This nice old Rotary was handed in for repair with a broken stem and filthy movement. The problem is with the stem. The movement has no calibre and does not appear in any of our reference books so I have no choice other than to make a new winding stem from scratch.
I do this with blue pivot steel. First annealing the steel to make it easier to turn and cut the thread. Here are some pictures of my work.
We have the old broken winder and the other broken piece in the watch. This needs to be extracted so that it can be measured. The watch is in need of a full service in any case so it is stripped completely.
The keyless winding mechanism was over-lubricated – see it has spread all over the movement plate.
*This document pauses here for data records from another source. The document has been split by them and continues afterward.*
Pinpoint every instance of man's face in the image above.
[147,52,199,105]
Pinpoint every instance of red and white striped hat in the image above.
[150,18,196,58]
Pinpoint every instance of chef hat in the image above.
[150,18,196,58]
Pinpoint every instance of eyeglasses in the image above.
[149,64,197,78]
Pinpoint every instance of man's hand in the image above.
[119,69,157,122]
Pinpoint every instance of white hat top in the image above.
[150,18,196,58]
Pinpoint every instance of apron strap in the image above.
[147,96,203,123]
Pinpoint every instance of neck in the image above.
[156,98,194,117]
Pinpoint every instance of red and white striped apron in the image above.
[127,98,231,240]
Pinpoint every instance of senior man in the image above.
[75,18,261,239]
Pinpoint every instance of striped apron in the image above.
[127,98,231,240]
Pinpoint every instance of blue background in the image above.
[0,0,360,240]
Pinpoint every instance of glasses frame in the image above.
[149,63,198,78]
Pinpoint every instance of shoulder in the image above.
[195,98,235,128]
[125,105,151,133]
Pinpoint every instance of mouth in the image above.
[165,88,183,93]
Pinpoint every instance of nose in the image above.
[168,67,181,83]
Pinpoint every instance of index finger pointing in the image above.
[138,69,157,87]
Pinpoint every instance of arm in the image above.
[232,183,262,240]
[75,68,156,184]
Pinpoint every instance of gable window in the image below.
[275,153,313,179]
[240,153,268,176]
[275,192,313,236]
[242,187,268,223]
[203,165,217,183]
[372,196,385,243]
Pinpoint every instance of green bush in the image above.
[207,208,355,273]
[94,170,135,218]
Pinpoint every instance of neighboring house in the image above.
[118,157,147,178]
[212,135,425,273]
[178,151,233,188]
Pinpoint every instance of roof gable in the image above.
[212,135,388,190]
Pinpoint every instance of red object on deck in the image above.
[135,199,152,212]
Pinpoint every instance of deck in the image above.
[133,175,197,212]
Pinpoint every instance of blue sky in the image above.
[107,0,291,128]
So now the stem is extracted from the movement it can be measured. Work gets started on turning the new stem on the lathe. I use a watchmakers lathe for this purpose.
Now the stem is roughly turned out. I have cut the notch and tested it in the movement for size. Now the sliding pinion (next picture shows this on the right) needs to slide onto the stem and the hole is square so I need to file a square on the stem.
Not quite finished but you can see the square forming.
The square is now finished and the sliding pinion fits perfectly. The stem needs to be polished, hardened and tempered. If it is not hardened and tempered then the stem will get damaged very quickly. This is a process where the steel is heated up with a very hot flame until it is a cherry red colour. It then cools slowly. Then it is heated to a cherry red colour once again but quenched fast which makes it as hard as glass, but also very brittle. Because it is very brittle it is then heated slightly to temper (or soften it) to a specific point – this point is reached when the stem turns a nice deep blue colour. At this point it is hard enough for the application but no so brittle that it breaks.
Here we are with the stem complete and installed (the movement is serviced and running very nicely.